I took every advantage of my ex "dumping" my daughter on me early on. So much so, that I started offering ahead of time. Little things like 'Hey did you hear about this thing coming up? I can take DD for that weekend.' Then I documented every extra minute. Every time I covered down for a doctor's appointment. Didn't matter in DD's eyes. She saw me taking care of her. In court it got me primary physical and legal custody with an 80/20 tilt on parenting time. Almost a full reversal of my starting point. 

I kept all interactions about my daughter though. 'My car needs... ' was answered with, "That's unfortunate."


----------



## jb02157 (Apr 16, 2014)

LadybugMomma said:


> I have children of my own. I'm not new to this parenting thing. I know what it's like to never have time to yourself. All I'm saying is that I don't feel H and I shouldn't HAVE to give up every single weekend because his EX is "trying to make a life" or wants to go to the casino or whatever her wishes are. She's a mom as well and she too should know that her alone time is few and far between.


What does it say on the divorce agreement, that he gets the kids every other weekend? You should make H's X stick to that. If she wants you and your H to have them more than that, you should be able to charge her for that. Just doing whatever she says to do is not fair to you or your daughter and your H should fight for that.


----------



## LadybugMomma (Apr 28, 2016)

sdrawkcab said:


> It sounds like it does matter...for you and for him...
> 
> Having the children more often does not preclude alone time. It just takes an open mind and understanding that you need to foster your marriage and having enough alone time to nurture your relationship.
> 
> ...


And this is why I say I stand firm on the every other weekend schedule! When my step kids are at our home, we focus our attention strictly to family. Family meaning, H and I and all our children. H will not go anywhere nor do anything alone while his kids are with us. It's his (our) time with them and I don't expect him to give up that time for me. He works and I work. Sometimes he has to stay later at his job and that cuts into the possibilities of together time. Plus, I have kids of my own that I still tend to as well. I want to do things with them too as H wants to do things with his.
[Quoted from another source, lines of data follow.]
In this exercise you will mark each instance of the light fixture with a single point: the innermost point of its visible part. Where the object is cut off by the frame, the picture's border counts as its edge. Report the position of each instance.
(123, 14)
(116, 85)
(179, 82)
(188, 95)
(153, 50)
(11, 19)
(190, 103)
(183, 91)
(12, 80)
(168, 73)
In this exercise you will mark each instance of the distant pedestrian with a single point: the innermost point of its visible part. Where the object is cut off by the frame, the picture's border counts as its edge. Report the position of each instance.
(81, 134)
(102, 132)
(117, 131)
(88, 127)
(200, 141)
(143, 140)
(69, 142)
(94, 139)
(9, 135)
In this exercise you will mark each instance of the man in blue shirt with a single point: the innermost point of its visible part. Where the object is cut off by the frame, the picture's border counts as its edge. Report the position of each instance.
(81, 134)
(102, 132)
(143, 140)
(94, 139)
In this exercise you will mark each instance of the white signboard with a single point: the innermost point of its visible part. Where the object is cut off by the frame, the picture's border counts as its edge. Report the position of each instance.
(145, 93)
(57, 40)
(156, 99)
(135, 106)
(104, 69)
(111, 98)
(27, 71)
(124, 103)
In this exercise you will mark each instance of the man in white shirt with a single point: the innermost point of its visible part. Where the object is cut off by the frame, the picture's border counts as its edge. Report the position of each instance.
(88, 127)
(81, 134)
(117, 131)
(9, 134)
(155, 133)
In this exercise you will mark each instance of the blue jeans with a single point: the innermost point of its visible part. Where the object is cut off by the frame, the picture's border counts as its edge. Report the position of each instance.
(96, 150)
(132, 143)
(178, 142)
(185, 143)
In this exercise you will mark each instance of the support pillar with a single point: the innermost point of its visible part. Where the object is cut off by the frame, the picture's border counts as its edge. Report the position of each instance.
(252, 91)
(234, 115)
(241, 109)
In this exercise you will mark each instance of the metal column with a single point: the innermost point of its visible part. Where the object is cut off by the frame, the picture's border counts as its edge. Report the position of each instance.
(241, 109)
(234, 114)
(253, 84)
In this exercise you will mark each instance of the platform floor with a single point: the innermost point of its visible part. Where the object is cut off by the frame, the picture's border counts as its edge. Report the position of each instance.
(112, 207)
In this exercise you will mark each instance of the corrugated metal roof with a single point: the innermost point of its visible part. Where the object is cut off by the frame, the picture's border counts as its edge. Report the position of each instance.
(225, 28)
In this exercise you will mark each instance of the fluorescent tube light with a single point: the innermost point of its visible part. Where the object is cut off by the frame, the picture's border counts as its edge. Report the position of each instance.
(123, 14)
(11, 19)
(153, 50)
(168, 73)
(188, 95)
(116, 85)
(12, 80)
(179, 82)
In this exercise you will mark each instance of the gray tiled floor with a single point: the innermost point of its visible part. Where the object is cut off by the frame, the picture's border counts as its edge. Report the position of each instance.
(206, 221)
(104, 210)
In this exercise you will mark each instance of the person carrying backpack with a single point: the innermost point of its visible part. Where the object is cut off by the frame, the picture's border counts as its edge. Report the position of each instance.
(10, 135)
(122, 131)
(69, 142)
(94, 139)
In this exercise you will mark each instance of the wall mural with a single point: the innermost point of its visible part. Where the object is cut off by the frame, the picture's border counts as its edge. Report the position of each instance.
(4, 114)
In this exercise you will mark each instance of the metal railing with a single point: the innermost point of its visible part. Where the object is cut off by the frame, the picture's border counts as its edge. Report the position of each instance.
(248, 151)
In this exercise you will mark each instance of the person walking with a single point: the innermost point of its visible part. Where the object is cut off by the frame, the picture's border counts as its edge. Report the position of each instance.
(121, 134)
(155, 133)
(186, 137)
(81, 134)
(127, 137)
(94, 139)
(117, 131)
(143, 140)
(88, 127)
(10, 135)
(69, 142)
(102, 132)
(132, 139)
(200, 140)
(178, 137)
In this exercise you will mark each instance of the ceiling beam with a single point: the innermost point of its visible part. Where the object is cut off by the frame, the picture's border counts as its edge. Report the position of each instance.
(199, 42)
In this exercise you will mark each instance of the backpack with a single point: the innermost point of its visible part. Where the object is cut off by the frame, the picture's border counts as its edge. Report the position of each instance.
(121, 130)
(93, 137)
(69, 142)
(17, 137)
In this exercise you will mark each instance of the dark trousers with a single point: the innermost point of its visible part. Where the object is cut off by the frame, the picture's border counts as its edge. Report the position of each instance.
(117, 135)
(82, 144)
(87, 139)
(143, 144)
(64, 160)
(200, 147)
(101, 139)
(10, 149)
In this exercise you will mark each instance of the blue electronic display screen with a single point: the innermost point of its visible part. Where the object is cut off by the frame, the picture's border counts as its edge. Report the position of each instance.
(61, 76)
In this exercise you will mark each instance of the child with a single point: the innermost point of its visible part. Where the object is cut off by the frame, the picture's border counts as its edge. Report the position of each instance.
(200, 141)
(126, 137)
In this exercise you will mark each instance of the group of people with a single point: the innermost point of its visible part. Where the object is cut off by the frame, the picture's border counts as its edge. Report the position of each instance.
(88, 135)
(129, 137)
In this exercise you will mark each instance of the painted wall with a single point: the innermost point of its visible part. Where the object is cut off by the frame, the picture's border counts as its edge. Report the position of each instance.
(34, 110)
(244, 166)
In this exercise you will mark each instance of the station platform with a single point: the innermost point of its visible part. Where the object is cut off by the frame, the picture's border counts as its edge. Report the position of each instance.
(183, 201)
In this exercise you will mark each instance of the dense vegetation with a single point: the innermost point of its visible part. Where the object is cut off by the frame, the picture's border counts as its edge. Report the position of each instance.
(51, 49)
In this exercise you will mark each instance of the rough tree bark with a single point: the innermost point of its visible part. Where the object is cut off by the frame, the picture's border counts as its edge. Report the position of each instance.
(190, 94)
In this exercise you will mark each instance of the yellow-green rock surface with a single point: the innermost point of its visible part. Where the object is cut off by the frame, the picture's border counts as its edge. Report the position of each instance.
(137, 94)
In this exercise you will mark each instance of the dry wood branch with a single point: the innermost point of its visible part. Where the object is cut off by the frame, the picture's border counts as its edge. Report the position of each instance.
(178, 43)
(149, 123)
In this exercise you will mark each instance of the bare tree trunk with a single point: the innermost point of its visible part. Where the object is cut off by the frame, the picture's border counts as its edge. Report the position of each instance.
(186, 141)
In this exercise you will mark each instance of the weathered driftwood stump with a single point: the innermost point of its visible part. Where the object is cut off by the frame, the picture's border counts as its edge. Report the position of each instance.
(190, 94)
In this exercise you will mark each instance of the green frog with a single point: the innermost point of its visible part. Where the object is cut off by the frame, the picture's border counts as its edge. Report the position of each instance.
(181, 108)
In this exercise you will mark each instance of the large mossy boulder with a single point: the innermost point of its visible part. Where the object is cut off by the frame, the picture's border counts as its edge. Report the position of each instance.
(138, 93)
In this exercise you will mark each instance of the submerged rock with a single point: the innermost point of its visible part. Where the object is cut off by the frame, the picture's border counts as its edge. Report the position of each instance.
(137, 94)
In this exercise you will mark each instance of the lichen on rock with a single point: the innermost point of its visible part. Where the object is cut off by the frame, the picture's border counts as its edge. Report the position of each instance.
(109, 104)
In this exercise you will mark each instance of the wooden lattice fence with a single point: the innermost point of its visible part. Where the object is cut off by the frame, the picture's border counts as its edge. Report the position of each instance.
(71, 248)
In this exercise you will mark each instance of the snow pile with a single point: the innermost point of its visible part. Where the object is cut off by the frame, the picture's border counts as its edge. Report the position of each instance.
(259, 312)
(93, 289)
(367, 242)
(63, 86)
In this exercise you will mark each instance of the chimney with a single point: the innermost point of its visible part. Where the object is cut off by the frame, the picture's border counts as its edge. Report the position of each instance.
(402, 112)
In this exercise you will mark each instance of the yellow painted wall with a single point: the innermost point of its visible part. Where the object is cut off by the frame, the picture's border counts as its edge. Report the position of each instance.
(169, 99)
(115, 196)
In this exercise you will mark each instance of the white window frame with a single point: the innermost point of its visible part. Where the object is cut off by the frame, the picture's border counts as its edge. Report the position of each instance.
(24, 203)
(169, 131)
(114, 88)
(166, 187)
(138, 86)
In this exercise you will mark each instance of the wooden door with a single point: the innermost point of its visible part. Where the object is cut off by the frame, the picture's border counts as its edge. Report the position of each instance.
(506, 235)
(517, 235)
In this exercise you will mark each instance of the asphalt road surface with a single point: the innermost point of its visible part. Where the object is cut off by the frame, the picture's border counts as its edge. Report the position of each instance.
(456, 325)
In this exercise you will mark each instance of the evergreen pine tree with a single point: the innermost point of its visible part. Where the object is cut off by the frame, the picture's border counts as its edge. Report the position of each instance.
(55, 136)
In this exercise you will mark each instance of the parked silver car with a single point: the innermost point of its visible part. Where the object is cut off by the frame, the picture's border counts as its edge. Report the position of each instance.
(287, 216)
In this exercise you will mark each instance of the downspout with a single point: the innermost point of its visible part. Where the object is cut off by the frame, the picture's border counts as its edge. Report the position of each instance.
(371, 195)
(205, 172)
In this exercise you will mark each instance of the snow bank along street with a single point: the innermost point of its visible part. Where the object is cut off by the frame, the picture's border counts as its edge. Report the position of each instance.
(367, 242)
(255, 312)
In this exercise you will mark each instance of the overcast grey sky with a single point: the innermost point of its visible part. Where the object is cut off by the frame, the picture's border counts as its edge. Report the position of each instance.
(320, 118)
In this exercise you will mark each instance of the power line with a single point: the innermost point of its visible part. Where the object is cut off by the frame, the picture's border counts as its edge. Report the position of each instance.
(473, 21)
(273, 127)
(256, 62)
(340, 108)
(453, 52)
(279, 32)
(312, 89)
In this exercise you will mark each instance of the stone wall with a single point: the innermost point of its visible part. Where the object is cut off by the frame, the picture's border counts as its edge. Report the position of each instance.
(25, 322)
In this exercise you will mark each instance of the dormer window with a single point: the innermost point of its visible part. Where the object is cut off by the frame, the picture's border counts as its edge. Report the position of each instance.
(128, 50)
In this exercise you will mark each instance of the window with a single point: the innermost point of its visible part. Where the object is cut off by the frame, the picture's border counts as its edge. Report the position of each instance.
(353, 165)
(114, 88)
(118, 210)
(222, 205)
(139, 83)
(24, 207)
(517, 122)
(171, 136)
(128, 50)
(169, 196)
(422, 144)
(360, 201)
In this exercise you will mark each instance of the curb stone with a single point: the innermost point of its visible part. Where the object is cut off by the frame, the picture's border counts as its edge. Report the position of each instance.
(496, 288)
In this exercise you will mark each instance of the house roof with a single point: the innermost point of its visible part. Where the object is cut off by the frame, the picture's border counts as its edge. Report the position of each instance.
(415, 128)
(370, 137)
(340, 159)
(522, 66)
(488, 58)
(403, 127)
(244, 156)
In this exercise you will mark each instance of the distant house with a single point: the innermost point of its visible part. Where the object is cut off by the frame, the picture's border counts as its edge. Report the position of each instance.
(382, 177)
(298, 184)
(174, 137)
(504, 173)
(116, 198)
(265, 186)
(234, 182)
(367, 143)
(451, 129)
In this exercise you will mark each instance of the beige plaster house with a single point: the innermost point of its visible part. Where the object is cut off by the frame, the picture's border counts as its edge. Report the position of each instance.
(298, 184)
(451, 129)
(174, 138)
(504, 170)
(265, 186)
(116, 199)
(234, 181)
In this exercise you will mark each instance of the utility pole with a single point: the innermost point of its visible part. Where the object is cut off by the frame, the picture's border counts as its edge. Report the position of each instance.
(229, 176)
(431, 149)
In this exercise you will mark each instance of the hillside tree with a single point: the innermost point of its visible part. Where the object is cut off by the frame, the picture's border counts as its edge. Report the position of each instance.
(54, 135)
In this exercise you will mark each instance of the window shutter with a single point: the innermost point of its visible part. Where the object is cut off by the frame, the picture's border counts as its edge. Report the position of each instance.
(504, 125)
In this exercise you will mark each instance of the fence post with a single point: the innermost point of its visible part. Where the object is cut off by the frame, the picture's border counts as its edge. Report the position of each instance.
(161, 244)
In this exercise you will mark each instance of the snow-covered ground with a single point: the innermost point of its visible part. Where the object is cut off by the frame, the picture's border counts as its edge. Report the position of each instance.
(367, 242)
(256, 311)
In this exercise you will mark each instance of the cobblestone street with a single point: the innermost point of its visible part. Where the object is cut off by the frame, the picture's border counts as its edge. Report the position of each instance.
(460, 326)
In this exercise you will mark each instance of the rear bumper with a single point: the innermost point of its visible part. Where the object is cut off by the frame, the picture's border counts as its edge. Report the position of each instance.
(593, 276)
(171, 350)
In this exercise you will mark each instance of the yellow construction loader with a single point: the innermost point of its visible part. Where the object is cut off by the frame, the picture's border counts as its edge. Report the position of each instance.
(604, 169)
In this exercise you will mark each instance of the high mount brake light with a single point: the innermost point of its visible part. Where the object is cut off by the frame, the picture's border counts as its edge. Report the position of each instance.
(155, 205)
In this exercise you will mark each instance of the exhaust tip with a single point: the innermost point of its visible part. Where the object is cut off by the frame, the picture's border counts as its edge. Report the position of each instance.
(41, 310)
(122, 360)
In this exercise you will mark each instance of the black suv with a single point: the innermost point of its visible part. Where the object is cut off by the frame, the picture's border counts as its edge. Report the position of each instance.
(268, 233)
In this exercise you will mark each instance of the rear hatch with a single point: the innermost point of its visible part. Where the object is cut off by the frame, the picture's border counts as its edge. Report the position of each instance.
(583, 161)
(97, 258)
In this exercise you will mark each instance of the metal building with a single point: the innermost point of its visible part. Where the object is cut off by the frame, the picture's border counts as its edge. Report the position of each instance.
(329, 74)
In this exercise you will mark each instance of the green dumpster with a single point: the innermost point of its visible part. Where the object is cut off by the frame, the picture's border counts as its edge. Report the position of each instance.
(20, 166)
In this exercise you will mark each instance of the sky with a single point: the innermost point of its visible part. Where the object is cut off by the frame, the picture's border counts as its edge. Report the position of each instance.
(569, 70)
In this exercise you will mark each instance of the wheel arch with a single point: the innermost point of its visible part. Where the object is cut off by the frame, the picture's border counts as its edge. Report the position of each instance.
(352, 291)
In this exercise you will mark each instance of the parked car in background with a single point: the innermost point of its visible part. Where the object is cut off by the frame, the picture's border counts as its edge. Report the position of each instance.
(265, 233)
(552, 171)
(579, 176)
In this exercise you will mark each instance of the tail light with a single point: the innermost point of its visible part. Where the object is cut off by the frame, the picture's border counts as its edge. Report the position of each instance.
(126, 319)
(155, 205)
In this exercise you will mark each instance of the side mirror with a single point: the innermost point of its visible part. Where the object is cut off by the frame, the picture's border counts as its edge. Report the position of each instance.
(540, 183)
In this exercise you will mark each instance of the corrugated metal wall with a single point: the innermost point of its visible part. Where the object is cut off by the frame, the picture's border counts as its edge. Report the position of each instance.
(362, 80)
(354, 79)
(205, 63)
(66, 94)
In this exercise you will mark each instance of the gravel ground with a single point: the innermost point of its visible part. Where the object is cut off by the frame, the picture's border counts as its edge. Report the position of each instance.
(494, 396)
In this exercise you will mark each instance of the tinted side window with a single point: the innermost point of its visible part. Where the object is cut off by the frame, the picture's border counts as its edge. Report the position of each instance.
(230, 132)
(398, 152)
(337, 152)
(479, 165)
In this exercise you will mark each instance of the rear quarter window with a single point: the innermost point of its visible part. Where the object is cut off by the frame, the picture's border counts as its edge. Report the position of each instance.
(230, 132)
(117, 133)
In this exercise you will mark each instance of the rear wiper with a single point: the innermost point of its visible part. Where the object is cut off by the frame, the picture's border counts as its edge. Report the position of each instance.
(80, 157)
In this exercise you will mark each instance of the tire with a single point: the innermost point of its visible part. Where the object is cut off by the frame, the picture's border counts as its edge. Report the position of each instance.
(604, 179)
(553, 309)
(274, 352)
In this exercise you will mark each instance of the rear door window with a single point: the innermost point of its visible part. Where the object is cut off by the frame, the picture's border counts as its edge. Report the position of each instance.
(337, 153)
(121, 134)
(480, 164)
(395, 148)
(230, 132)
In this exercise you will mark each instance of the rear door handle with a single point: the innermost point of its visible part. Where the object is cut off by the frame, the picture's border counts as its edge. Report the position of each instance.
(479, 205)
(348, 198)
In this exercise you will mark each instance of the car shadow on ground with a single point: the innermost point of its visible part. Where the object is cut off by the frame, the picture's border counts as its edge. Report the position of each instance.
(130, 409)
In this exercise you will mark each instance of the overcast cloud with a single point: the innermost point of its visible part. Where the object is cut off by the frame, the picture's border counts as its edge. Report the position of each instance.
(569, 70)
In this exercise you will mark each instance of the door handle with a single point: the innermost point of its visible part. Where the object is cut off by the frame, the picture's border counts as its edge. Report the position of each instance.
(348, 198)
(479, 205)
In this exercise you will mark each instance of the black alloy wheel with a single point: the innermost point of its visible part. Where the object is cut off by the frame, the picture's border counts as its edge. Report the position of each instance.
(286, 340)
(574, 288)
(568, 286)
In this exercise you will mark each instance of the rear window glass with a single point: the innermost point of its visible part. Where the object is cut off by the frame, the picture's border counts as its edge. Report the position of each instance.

If we spent every weekend tending to kids...when would we ever make time for ourselves? So, is it wrong for me to want/need every other weekend that frees up H completely so he and I can have alone time to keep our marriage intact?


----------



## LadybugMomma (Apr 28, 2016)

Malpheous said:


> I took every advantage of my ex "dumping" my daughter on me early on. So much so, that I started offering ahead of time. Little things like 'Hey did you hear about this thing coming up? I can take DD for that weekend.' Then I documented every extra minute. Every time I covered down for a doctor's appointment. Didn't matter in DD's eyes. She saw me taking care of her. In court it got me primary physical and legal custody with an 80/20 tilt on parenting time. Almost a full reversal of my starting point.
> 
> I kept all interactions about my daughter though. 'My car needs... ' was answered with, "That's unfortunate."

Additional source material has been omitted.